ГЛАВА XLVII

Рейнскорт был вне себя от бешенства и, когда все вышли из комнаты, стал ходить из угла в угол, потрясая кулаками и грозя ими М'Эльвина, которого он теперь считал своим смертельным врагом. Он подумал было послать ему вызов отчасти для того, чтобы удовлетворить своему чувству мести, отчасти — с целью убрать с дороги такого важного свидетеля. Вдруг кто-то постучался в дверь, и в комнату вошел домашний доктор, пользовавший Сеймура. Он явился сюда доложить о состоянии своего больного и, как многие врачи, старался преувеличить степень болезни, чтобы приписать себе лишние лавры по выздоровлении.

— Так вы думаете, что он может умереть? — спросил Рейнскорт, рассеянно слушавший доктора, весь поглощенный собственными мыслями.

— Да, без сомнения, может, хотя мы можем надеяться на лучшее!

— Прекрасно, доктор, я уверен, что вы сделаете все возможное, не смею вас больше задерживать! — и он вежливо поклонился доктору, который тотчас же удалился.

Оставшись снова один, Рейнскорт опустил голову на руки и долгое время сидел неподвижно в этой позе, повторяя время от времени: «он может умереть!» Затем встал и, приказал позвать к себе старую нянюшку, вырастившую его самого, а также и дочь его, старую Нору, которая в дни крайней бедности и нужды оставалась им верна, питая к семье Рейнскорт чисто собачью привязанность.

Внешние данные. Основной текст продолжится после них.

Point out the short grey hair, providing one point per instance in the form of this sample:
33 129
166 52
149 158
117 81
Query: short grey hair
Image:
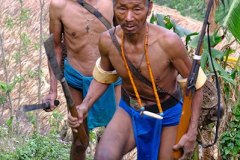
148 1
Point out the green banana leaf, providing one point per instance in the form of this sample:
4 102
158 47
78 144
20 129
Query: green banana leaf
232 20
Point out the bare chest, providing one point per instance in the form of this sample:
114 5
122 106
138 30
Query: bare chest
80 22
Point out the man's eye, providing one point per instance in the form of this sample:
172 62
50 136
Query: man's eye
122 8
137 9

— Нора, — обратился к ней Рейнскорт, — я имею сообщить тебе крайне неутешительные новости! Знаешь ли, что этот замок уже не мой, и я снова нищий, беднее последнего нищего и что меня скоро засадят в тюрьму, моя дочь останется без гроша, ты же будешь выгнана из замка на улицу на старости дней!

— Да кто же сделает все это? — спросила с удивлением старуха.

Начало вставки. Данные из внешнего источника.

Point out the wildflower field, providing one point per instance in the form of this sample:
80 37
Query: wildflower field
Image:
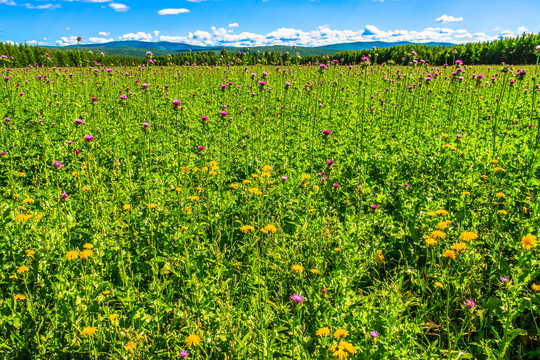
270 212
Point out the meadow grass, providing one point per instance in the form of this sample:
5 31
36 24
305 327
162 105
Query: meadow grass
262 212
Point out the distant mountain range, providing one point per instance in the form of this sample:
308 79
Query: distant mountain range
164 48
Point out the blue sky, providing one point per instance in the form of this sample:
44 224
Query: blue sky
264 22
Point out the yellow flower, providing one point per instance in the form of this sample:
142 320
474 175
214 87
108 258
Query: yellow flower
340 333
442 225
437 234
449 254
459 246
89 331
19 297
85 254
528 241
469 236
193 340
323 332
247 228
23 269
255 191
72 255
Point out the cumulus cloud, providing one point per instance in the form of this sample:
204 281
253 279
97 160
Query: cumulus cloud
172 11
42 7
98 40
119 7
446 18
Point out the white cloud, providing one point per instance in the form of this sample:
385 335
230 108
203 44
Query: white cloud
97 40
137 36
172 11
64 40
119 7
42 7
446 18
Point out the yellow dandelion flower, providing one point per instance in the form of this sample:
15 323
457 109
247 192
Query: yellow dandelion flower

— Кто? Этот молодой красавчик, этот раненый офицер, за которым мы все здесь ухаживаем! — Вот его благодарность!

— О, о… а он такой молодой и такой прекрасный!

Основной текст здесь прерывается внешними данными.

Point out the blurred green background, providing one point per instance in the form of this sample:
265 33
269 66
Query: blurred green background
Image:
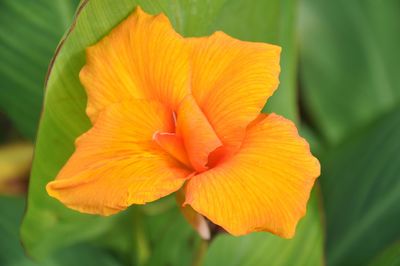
340 82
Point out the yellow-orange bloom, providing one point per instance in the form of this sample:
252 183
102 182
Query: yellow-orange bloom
171 112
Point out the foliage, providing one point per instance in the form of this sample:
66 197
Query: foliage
338 81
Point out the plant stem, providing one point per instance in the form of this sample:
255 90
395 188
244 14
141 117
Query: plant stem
200 253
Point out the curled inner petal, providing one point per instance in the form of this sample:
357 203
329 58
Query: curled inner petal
198 135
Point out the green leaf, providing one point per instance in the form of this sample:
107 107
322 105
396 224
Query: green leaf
361 189
12 253
389 257
349 63
48 225
265 249
27 43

— Да, но он может умереть!

— Да, конечно: он, бедняжка, так болен!

— Но он может и выздороветь!

— И это, конечно, возможно: он так молод!

— Ну, а теперь скажи мне, Нора, любишь ты своего господина? Любишь ли свою молодую госпожу?

— Как вы можете меня спрашивать о таких вещах! Скажите, что я должна сделать, чтобы доказать вам это, и я готова душу свою положить за вас!

— Ну, так этот офицер должен умереть!

— Должен умереть! — повторила старуха, уловив мысль своего господина. — А простит ли мне духовник этот грех?

— Простит! Я заплачу за 10 000 обедень за твою душу!

— Но что же я должна сделать?

— Что? Придумай сама: ты по ночам все равно не спишь!

— Не сплю, крысы мешают!

— Крысы! Купи для них мышьяку. — Понимаешь? Это прекрасное средство против всякого рода крыс. Слышишь, достань мышьяку и, когда начнет светать, принеси его мне сюда!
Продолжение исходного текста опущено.